Kit gazed down into his tea. Dark and quiet, it held no answers, only warmth. “Art theft, more or less. Though I think it’s personal. Which worries me, honestly.” And then he ended up explaining, at least the little he knew. Harry listened, nodded, and said, “Do you think he knows someone involved?”
“That’d be my guess.”
“Well, of course we’ll help. Have I been introduced to Lady Carness?”
“Not yet. But you might’ve seen her, at the theatre.” That thought nudged the edges of the unformed one from earlier; looking at Harry -- young, beautiful, eager Harry -- he said, “Did you want to go out, tonight? Or tomorrow afternoon? We’ve got invitations ... somewhere. There’s some sort of card-party at the Morelands’. And possibly ice-skating.”
Harry looked at him right back. Harry was in fact taller; normally this was not an annoyance, and Kit rather liked the satisfaction of putting large glorious sunshine on his knees with Kit’s hand in his hair, or having him in Kit’s lap, begging.
At the moment Harry, being irritatingly insightful, asked, “Are you trying to entertain me?”
“You’ve only been here a few days, and now I have to work.”
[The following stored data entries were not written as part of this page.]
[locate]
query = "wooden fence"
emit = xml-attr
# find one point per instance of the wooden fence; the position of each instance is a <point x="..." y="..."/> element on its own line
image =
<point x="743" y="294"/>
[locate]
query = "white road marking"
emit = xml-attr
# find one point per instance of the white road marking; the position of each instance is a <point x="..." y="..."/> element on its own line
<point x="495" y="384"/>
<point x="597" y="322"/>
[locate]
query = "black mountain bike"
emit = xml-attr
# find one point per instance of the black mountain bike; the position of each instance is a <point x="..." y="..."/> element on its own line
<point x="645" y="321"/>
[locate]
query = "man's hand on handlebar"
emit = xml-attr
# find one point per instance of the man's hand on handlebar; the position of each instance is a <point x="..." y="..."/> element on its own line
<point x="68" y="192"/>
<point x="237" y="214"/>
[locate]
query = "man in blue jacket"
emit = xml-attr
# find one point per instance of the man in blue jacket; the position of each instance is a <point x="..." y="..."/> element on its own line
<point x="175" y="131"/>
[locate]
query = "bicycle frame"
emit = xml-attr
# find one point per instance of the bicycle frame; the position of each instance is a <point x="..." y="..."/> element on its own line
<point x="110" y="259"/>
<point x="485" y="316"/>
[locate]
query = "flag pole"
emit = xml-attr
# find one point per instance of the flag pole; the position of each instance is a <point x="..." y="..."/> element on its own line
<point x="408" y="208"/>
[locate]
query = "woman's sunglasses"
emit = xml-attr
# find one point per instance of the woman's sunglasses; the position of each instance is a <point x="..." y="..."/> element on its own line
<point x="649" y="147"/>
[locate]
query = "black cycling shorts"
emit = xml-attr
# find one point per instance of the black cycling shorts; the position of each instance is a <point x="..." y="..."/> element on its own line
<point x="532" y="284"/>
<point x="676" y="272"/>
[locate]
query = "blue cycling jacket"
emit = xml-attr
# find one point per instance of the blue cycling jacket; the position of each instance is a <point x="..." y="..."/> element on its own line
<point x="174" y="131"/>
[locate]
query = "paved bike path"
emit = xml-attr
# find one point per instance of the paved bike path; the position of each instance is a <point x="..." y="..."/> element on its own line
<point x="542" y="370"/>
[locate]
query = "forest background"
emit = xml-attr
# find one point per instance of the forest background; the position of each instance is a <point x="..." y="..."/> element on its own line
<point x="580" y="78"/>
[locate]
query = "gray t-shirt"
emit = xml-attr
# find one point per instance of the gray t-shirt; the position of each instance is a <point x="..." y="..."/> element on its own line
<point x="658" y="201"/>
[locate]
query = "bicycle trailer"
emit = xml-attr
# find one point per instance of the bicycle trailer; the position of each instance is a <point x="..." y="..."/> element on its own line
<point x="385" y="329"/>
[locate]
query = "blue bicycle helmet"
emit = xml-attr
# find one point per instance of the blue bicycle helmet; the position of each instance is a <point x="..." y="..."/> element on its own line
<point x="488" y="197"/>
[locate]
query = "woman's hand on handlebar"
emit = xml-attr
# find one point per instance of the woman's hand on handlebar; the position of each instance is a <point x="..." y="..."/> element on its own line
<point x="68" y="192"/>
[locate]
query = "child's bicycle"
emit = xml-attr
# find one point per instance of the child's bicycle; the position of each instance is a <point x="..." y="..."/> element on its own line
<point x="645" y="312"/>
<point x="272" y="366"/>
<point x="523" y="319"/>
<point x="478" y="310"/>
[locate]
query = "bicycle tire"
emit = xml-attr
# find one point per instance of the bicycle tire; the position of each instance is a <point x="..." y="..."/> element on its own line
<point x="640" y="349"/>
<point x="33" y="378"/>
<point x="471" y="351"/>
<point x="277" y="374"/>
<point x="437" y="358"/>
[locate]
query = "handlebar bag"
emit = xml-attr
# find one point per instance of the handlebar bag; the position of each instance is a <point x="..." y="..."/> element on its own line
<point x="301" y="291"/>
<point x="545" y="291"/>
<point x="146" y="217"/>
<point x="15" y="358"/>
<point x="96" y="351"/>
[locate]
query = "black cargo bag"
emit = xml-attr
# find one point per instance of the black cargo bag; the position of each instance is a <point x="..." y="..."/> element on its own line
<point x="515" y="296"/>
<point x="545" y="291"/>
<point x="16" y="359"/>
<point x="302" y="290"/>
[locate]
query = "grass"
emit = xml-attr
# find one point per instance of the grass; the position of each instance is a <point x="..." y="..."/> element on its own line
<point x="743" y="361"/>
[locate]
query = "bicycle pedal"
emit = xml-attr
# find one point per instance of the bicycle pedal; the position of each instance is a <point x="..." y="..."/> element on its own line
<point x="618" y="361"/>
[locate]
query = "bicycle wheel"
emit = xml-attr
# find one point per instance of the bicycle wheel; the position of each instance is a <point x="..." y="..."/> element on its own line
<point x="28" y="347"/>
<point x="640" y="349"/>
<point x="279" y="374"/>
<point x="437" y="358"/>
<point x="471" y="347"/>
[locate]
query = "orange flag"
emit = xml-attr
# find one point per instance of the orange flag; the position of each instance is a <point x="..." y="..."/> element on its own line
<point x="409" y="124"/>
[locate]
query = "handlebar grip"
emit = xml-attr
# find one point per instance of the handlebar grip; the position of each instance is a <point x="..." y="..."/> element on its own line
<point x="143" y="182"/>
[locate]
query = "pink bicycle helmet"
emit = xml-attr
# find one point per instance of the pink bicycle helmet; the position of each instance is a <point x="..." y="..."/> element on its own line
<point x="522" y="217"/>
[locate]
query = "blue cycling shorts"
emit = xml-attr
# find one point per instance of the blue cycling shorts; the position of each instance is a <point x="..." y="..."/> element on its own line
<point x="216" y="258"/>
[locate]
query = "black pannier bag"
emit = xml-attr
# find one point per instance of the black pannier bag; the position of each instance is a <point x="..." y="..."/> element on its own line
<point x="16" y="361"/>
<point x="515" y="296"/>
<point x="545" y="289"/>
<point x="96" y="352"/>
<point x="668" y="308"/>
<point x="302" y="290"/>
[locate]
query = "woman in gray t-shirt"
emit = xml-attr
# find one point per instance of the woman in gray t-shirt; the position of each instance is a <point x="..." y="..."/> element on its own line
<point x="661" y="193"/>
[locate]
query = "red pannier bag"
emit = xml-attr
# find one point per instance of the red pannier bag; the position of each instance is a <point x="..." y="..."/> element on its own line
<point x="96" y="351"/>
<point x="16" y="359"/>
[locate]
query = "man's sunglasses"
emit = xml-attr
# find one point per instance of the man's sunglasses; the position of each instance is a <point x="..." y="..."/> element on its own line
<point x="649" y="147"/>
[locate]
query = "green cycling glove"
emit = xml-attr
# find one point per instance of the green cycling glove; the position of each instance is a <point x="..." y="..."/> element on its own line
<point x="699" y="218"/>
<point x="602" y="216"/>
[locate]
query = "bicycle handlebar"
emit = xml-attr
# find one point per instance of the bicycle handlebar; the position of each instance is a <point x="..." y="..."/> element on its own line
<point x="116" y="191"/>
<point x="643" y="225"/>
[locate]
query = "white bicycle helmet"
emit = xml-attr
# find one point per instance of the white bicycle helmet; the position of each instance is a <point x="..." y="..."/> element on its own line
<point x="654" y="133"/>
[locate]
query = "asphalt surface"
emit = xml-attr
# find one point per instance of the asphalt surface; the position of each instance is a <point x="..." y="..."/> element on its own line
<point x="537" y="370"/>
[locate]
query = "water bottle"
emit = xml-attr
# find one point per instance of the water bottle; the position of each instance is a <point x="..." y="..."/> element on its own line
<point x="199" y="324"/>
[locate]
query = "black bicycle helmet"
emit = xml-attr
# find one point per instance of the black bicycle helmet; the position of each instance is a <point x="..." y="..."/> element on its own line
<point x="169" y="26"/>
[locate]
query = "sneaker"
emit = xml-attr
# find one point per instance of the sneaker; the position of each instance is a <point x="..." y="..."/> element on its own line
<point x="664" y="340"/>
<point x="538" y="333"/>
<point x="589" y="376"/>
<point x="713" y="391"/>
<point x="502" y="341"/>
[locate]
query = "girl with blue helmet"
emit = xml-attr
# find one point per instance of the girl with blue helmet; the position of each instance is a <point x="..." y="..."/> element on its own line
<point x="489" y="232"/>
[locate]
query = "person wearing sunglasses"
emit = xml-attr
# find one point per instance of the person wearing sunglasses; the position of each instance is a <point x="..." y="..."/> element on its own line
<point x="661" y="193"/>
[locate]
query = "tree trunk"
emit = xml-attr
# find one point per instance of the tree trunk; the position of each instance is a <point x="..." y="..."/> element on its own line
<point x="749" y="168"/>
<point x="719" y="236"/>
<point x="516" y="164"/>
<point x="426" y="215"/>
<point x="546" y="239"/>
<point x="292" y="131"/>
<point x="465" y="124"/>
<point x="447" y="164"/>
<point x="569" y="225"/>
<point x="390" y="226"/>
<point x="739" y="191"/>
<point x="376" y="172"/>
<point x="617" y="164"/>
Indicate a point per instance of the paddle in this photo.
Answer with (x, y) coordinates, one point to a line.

“You don’t like card-parties, and I’m not sure you know how to skate.”
“No. But you do. Frozen ponds and rivers and whatever else you’ve got in the country.”
“You don’t really answer invitations,” Harry said. “Even though you get them.”
“I could. If you wanted.”
Harry put a hand on Kit’s arm, far too understandingly. “Tell me?”
“Do you want to do the skating-party?”
“That depends on how you feel about it.”
“You take care of everyone,” Kit said. “You’re taking care of me.”
Harry shrugged a shoulder, mostly smiling, wry.
“I want you to be happy,” Kit said. The fire was too hot, all at once. He felt his grip tighten on the teacup. “I want this to be -- everything you want, good enough for you, and I don’t like Society because they all just want me to be their entertainment, their Bow Street hero, something to be a centerpiece at a party -- but I’m not one of them, not like you, and you deserve to have everything -- the theatre, skating-parties, fancy balls, masquerades, waltzes -- and Sam wasn’t wrong about that, when he said -- oh, hells. Never mind.”
He knew he hadn’t meant to say it all, not entirely. He knew that was partly his empathic talents colliding with Harry’s gift, which opened up and healed the world and did what was needed, like drawing poison from a wound.
He knew, the way he’d known months ago, that Harry Arden was dangerous, not malicious but a walking peril: a young man who changed the world, who changed people, simply by touching them.